LONP1 facilitates pulmonary artery smooth muscle cell glycolytic reprogramming by degrading MPC1 in pulmonary hypertension

Pulmonary hypertension (PH) is a chronic and life-threatening disease characterized by pulmonary vascular remodeling (PVR), which involves the abnormal proliferation of pulmonary artery smooth muscle cells (PASMCs). These cells exhibit metabolic characteristics akin to Cancer cells, particularly in their shift toward glycolysis. The Lon protease 1 (LONP1) has been shown to promote glycolytic reprogramming of tumor cells, conferring a malignant proliferative phenotype. However, the precise role of LONP1 in PH remains unclear. In the present study, Su5416/hypoxia-induced and monocrotaline (MCT)-induced PH rodent models and platelet-derived growth factor BB (PDGF-BB)-induced PASMCs were used to investigate the role and mechanism of LONP1 in PH. The results revealed an up-regulation of LONP1 expression in lung tissues from two PH rodent models, as well as in PDGF-BB-induced PASMCs. In vivo knockdown of LONP1 significantly alleviated PASMC mitochondrial dysfunction, reduced glycolytic enzyme expression, and decreased lactate accumulation, thereby mitigating PVR. Additionally, in vitro experiments demonstrated that knockdown or inhibition of LONP1 attenuated glycolytic reprogramming, proliferation, and migration of PASMCs, whereas overexpression of LONP1 had converse effects. Mechanistic studies confirmed that mitochondrial pyruvate carrier 1 (MPC1) was a direct substrate for LONP1-mediated degradation.

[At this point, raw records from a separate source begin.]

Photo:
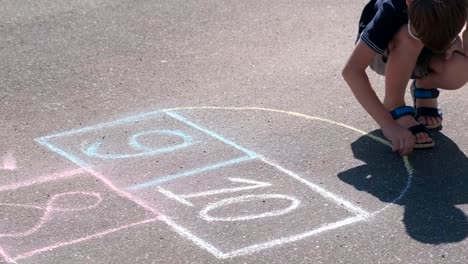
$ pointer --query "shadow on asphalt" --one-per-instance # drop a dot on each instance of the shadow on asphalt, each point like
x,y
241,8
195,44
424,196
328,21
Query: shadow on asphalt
x,y
440,183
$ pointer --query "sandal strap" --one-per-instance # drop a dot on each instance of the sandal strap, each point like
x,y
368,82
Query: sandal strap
x,y
428,111
418,129
402,111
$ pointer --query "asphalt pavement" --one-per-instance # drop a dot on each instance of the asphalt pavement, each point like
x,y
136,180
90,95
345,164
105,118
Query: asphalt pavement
x,y
157,131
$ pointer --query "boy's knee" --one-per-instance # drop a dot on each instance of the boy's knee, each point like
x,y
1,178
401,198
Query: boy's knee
x,y
452,71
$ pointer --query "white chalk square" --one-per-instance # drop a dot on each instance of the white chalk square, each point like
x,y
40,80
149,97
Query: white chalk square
x,y
247,207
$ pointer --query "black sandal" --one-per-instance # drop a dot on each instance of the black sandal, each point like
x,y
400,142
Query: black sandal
x,y
408,110
418,93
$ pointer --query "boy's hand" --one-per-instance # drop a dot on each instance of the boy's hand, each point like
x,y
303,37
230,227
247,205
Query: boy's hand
x,y
456,46
402,139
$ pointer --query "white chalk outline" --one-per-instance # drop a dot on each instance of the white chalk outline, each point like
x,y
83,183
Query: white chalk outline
x,y
261,246
248,198
361,215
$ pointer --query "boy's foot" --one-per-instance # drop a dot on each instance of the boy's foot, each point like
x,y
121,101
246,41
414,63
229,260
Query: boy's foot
x,y
425,102
404,117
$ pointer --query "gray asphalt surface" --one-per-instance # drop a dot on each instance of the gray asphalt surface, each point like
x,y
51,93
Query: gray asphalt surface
x,y
210,132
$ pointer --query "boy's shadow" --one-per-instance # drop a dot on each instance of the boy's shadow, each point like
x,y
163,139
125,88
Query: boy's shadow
x,y
439,184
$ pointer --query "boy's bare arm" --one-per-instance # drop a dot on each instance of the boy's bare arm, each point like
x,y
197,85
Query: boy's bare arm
x,y
465,38
355,76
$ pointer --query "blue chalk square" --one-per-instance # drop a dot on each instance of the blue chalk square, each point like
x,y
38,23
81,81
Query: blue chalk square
x,y
139,151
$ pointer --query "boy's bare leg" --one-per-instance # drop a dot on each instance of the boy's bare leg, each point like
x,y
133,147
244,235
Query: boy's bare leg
x,y
448,75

Functional experiments with MPC1 knockdown and overexpression further elucidated its role in the proliferation and migration of PASMCs. Rescue experiments indicated that MPC1 knockdown abrogated the suppressive effects of LONP1 knockdown on glycolytic reprogramming, proliferation, and migration in PASMCs. Therapeutically, knockdown or pharmacological inhibition of LONP1 significantly reversed MCT-induced PH in rats. Thus, targeting LONP1 may represent a promising therapeutic strategy for PH.

Lon protease 1; glycolytic reprogramming; mitochondrial pyruvate carrier 1; pulmonary hypertension; pulmonary vascular remodeling.